Currently at Steve Turner gallery in Hollywood are three excellent painting exhibitions. The first, pictured above, is Francisco Rodriguez’s Midday Demon.
Steve Turner is pleased to present Midday Demon, a solo exhibition of new paintings by London-based Francisco Rodriguez, most of which feature an isolated male figure within a desolate urban landscape. In some, the figure is upright and smoking a cigarette. In others, he appears to have passed out. The artist describes the bleak setting as one that fosters exhaustion, listlessness, sadness, dejection, restlessness, anxiety and depression. Rodriguez observed the phenomena of the “midday demon” while growing up in Santiago, one of the largest cities in South America; again in London where he has lived for the last five years; and also during a recent residencies in Poland and Ukraine. He ponders the effects of the oppressive midday sun and wonders if such “spirits” actually do appear at that hour. Are his figures victims of some “midday demon”; or are they the demons themselves?
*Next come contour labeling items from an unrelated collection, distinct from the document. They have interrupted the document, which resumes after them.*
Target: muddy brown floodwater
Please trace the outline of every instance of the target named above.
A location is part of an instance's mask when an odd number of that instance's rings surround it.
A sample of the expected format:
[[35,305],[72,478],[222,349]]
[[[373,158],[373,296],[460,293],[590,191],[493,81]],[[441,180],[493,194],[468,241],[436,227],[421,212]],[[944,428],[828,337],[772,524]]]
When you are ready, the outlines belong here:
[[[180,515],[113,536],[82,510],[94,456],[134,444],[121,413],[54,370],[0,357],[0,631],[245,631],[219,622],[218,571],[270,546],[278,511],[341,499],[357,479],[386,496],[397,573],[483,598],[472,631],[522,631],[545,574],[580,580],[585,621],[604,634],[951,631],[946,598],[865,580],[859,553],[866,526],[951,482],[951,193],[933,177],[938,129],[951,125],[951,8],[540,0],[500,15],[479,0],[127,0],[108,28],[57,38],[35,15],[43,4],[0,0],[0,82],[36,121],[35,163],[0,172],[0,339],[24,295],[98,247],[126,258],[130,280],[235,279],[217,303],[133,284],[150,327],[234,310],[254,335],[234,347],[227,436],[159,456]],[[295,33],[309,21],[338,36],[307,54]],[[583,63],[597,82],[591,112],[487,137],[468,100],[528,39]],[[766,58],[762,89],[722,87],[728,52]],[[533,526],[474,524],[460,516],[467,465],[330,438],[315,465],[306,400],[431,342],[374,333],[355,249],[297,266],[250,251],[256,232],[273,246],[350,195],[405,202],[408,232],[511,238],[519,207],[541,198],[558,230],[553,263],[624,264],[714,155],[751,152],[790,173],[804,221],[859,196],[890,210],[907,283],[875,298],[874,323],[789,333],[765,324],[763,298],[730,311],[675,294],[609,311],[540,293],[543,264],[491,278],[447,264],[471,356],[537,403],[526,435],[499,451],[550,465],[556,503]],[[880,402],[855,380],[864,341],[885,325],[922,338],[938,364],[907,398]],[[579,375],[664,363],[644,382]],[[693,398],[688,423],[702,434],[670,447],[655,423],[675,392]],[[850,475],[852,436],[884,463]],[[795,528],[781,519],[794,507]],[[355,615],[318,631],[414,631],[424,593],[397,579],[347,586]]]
In the second gallery are Rebecca Shippee’s paintings (seen below) for The Creators, featuring four portraits that are scaled to life and painted from observation.
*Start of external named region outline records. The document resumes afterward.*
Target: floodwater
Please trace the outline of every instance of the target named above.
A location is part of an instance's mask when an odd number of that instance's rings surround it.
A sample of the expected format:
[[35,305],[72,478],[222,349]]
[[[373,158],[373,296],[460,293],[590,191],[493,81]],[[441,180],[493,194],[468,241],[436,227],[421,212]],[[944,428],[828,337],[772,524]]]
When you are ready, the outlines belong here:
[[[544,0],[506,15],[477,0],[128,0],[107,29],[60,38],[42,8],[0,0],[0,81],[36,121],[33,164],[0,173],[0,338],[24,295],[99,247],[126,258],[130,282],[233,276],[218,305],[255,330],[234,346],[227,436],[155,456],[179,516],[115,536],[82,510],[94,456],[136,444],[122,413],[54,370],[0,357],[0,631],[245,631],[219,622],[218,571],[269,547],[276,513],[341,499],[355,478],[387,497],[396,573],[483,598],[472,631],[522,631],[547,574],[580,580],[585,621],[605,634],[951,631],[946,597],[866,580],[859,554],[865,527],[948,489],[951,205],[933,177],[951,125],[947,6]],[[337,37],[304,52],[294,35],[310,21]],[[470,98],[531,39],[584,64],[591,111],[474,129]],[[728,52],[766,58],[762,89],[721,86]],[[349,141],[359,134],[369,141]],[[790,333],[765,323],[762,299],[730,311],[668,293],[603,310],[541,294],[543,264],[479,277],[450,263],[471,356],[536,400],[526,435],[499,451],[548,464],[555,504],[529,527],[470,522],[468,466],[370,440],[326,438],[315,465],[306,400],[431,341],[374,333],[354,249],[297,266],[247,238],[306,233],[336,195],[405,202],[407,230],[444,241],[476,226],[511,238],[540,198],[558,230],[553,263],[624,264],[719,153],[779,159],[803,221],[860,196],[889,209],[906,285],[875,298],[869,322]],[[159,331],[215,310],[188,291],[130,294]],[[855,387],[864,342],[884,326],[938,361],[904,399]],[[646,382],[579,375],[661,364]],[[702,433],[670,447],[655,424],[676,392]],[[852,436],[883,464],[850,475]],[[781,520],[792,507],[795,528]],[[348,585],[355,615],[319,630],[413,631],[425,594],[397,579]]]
In the third gallery are Jon Key’s paintings (shown below) for Violet Alabama, a solo exhibition “inspired by the artist’s personal history and memories of growing up in rural Seale, Alabama”.
Through self-portraiture, Key explores the lineage and history of his identity through four themes–southern-ness, blackness, queerness, and family–each of which he represents chromatically with green, black, violet and red. He will also exhibit portraits of his father and grandfather to highlight the friction between the generations and the challenges of being a queer Black man in the Deep South.
All three of these exhibitions close 10/12/19.